La verità dei meccanismi divini era nascosta in tutte le cose, grazie all'aiuto di una adeguata simbologia, la mente umana, entro la quale molto platonicamente (si veda la reminescenza di Platone) vi sarebbero racchiuse, se non le verità stesse, le possibilità potenziali per raggiungerle, poteva conoscere l'inconosciuto.
L'idea di Bruno era che la mente fosse un potente strumento di ricerca: l'uomo ha dunque la possibilità, nel pieno rispetto dello spirito rinascimentale, di utilizzare al meglio capacità mentali in lui sopite ma potenzialmente infinite.
4. L'universo infinito è popolato da mondi infiniti
Bruno fu anche il sostenitore di una nuova visione del cosmo. Radicalizzando la teoria copernicana (la quale sosteneva pur sempre che il Sole fosse immobile al centro dell'universo), Bruno affermò che l'universo è infinito e la Terra non è altro che uno dei molti pianeti che popolano l'immensità di questo infinito.
A chi affermava che era la Terra ad essere al centro dell'Universo, Bruno rispondeva adducendo il fatto che in un universo infinito vi sono infiniti centri, vista l'impossibilità di definire in modo certo un centro in mancanza di confini. A chi afferma invece che l'universo era limitato dall'Ultimo Cielo (l'Empireo aristotelico-tolemaico), Bruno rispondeva che ogni limite che si crede ovvio per il fatto di non vedere nulla oltre è solo una limitazione della capacità visiva, come se l'uomo affermasse di vedere la fine di un bosco per il fatto di non vedere più alberi all'orizzonte.

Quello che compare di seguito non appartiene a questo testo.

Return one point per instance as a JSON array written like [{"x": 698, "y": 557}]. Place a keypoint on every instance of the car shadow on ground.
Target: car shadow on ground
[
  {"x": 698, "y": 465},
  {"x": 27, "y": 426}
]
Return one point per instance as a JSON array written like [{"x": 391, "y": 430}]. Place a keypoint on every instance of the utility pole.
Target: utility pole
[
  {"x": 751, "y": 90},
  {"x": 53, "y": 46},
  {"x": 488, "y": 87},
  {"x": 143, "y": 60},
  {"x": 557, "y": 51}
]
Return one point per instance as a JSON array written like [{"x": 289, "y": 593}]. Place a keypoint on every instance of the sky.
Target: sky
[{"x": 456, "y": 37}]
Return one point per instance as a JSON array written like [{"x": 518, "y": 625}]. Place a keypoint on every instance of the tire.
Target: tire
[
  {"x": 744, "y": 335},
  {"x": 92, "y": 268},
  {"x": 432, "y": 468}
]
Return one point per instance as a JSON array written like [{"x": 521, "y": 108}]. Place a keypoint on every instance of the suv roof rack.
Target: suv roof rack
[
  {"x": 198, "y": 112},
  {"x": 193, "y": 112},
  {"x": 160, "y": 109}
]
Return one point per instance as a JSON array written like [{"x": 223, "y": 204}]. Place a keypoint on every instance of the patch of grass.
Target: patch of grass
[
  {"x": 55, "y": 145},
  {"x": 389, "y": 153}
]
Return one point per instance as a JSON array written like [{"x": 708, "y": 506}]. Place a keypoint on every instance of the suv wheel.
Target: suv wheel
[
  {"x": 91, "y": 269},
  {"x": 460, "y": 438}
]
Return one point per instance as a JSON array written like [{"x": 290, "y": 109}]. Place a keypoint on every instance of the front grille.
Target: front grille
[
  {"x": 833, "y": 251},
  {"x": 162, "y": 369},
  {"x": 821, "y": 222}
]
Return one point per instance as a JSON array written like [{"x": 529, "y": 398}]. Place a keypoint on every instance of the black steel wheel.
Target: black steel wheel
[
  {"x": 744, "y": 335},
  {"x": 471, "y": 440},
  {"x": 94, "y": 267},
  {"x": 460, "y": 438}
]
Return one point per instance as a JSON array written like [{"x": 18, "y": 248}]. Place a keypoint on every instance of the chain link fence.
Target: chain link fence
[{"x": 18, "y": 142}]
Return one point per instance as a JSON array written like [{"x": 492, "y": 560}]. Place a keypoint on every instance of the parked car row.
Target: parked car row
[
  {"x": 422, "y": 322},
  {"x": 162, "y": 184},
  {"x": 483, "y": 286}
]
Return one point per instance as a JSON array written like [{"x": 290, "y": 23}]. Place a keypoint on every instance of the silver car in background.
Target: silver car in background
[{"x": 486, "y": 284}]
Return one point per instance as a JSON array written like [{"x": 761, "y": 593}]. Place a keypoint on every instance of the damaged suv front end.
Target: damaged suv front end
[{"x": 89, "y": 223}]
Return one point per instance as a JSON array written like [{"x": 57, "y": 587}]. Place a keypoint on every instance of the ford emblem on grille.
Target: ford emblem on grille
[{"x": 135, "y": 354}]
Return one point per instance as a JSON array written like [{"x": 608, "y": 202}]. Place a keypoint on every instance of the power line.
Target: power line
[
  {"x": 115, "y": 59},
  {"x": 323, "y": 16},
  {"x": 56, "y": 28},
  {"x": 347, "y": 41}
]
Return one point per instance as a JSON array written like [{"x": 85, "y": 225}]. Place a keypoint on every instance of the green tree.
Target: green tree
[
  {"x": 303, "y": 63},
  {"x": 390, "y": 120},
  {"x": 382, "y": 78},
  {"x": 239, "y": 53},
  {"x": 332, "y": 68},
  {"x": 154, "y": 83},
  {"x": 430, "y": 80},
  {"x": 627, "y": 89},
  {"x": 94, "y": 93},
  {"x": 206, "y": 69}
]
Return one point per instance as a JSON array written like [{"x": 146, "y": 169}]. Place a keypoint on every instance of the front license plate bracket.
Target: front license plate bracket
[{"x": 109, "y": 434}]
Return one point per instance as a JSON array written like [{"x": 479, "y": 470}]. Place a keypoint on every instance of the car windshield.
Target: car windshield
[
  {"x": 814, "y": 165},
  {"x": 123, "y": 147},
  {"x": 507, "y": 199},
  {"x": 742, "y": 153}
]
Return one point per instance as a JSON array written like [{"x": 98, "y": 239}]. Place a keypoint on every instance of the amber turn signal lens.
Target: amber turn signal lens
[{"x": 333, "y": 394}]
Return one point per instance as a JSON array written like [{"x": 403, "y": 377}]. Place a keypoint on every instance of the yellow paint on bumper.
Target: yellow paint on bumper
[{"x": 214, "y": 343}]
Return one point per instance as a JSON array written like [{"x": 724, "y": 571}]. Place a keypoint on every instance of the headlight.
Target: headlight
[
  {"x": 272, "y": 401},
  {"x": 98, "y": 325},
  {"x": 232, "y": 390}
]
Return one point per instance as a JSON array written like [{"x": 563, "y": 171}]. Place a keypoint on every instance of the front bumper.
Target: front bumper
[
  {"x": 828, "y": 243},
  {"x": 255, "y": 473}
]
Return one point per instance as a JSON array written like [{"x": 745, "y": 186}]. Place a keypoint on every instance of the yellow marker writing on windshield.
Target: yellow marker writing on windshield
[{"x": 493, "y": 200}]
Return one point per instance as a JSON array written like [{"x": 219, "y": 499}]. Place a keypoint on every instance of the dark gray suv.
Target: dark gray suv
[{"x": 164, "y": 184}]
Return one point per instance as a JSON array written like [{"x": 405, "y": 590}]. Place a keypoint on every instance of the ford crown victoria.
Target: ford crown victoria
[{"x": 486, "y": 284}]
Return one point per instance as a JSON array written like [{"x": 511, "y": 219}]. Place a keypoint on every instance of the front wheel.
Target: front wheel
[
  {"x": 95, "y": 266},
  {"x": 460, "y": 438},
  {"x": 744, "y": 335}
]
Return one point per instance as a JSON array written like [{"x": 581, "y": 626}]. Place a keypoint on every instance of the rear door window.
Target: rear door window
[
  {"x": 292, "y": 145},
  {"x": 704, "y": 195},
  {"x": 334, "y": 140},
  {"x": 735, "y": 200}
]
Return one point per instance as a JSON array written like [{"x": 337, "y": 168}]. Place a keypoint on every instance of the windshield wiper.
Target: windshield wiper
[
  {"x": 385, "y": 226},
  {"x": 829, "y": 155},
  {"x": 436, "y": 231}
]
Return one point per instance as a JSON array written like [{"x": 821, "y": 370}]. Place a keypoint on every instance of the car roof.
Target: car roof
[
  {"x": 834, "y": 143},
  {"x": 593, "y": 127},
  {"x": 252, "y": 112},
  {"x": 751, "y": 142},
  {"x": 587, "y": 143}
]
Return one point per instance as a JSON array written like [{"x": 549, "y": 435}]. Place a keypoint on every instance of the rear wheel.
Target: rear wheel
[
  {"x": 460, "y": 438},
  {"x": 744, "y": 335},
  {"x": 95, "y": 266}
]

In particolare questa infinità del cosmo, che ne sottolineava la perfezione divina, costituisce un luogo entro il quale tutti i corpi sono soggetti alle stesse leggi fisiche in modo omogeneo (non così per la visione aristotelica che differenziava le leggi fisico-cosmologiche in ragione delle diverse sfere). L'infinità dello spazio è un concetto necessario a rendere giustizia della sua perfezione, qualità che rispecchia la stessa perfezione divina, la quale è lo stesso universo, lo stesso mondo, la stessa natura.
Inoltre a chi sosteneva che le stelle fossero fisse e immobili entro delle sfere di materiale concreto, Bruno opponeva il fatto che l'osservazione degli astri dimostra che ve ne sono certi più grandi di altri, e tale varietà di dimensioni contrasta con l'idea che vuole le stelle degli oggetti di egual misura posti a egual distanza dalla Terra in ragione di una loro fissità impressa nelle sfere.
Tali dimostrazioni mettevano in evidenza un concetto fondamentale: Bruno riteneva che la verità attorno alla struttura della realtà non può essere decisa dalla sola percezione sensibile, i sensi non percepiscono necessariamente la verità quando, ad esempio, si afferma che l'universo è finito perché non se ne scorge l'ampiezza ad occhio nudo.
Dunque è da notare, per finire, che Bruno, partendo da presupposti neoplatonici legati all'opportunità metafisica dell'infinità dello spazio, arrivò a definire un concetto di Universo molto vicino a quello odierno.